One hundred five participants underwent continuous BP monitoring and brain MRI. One participant was excluded after 3 SD outlier screens (+ 4.35 SD left hippocampal volume, + 4.31 SD right hippocampal volume) resulting in a total analyzed sample size of 104 for volumetric analyses. A subset of these participants also had neuropsychological testing characterization (n = 103) available for analysis. Demographically adjusted neuropsychological component scores were screened for outliers and averaged into memory (n = 93), attention/executive (n = 101), and language (n = 101) composite scores as previously described. The relationship between beat-to-beat BPV and demographically adjusted neuropsychological domain composite scores was investigated. A subset of 56 participants with plasma GFAP and NfL assays were also analyzed.

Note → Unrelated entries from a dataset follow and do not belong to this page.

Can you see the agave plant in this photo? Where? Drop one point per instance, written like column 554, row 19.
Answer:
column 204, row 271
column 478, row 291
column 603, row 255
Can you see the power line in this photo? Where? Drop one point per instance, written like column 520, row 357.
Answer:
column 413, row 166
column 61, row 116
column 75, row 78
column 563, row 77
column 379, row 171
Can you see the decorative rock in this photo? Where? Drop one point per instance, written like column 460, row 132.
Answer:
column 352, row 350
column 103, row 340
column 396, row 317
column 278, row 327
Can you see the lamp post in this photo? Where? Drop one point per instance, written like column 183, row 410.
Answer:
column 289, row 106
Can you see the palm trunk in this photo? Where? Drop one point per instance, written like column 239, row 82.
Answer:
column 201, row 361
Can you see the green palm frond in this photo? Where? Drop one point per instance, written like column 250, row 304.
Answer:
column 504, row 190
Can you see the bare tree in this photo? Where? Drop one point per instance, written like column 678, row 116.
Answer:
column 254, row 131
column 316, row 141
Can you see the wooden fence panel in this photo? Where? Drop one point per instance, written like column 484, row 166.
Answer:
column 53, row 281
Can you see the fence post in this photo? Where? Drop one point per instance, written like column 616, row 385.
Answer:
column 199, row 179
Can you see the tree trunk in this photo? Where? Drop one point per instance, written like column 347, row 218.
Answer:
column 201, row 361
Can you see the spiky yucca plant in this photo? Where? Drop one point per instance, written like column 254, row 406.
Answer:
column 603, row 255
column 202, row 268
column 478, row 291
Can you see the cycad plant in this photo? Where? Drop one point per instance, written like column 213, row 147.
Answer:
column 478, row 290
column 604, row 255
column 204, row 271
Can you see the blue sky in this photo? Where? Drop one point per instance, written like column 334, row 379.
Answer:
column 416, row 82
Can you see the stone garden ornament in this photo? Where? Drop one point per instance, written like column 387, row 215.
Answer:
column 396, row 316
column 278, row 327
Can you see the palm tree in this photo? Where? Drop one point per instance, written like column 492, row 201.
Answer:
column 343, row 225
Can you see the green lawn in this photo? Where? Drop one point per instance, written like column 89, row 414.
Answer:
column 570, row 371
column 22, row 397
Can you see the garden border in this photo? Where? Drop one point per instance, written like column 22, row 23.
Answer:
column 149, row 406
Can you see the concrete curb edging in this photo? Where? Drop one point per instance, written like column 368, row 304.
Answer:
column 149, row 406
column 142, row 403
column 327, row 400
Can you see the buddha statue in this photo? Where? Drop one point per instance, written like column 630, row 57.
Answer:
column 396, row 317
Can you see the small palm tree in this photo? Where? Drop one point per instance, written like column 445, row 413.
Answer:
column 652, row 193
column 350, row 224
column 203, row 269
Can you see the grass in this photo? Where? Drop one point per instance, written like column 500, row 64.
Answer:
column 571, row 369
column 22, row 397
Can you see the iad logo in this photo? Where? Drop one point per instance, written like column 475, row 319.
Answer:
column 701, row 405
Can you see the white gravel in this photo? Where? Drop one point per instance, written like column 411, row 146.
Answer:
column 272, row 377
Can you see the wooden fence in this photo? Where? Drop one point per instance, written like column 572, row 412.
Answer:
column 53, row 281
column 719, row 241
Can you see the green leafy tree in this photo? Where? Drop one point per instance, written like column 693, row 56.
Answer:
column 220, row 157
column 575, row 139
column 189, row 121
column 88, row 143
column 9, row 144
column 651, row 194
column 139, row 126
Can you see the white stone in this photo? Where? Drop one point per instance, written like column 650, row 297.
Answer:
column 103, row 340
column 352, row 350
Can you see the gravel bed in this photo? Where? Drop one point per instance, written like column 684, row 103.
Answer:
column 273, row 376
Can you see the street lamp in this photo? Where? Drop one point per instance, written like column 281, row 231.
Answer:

Linear regression models assessed whether beat-to-beat BPV was associated with hippocampal atrophy, neuropsychological domain composite z-scores, and plasma markers of neuroaxonal/neuroglial injury with and without adjustment for age and sex where applicable (volumetric and plasma biomarker analyses), and for average beat-to-beat SBP and VRF burden. Volumetric analyses also included total intracranial volume (TIV) as a covariate. All analyses were performed in R [44].

Additional sensitivity analyses were performed for the significant age, sex, VRF burden, and average beat-to-beat SBP-adjusted findings. These analyses included additional correction for APOE4 carrier status, plasma Aβ42/40, and where appropriate, neuropsychological testing site. Benjamini–Hochberg false discovery rate (FDR) correction [45] was also applied for the primary analyses (L/R hippocampal volumes, plasma GFAP, plasma NfL, and memory composite z-score).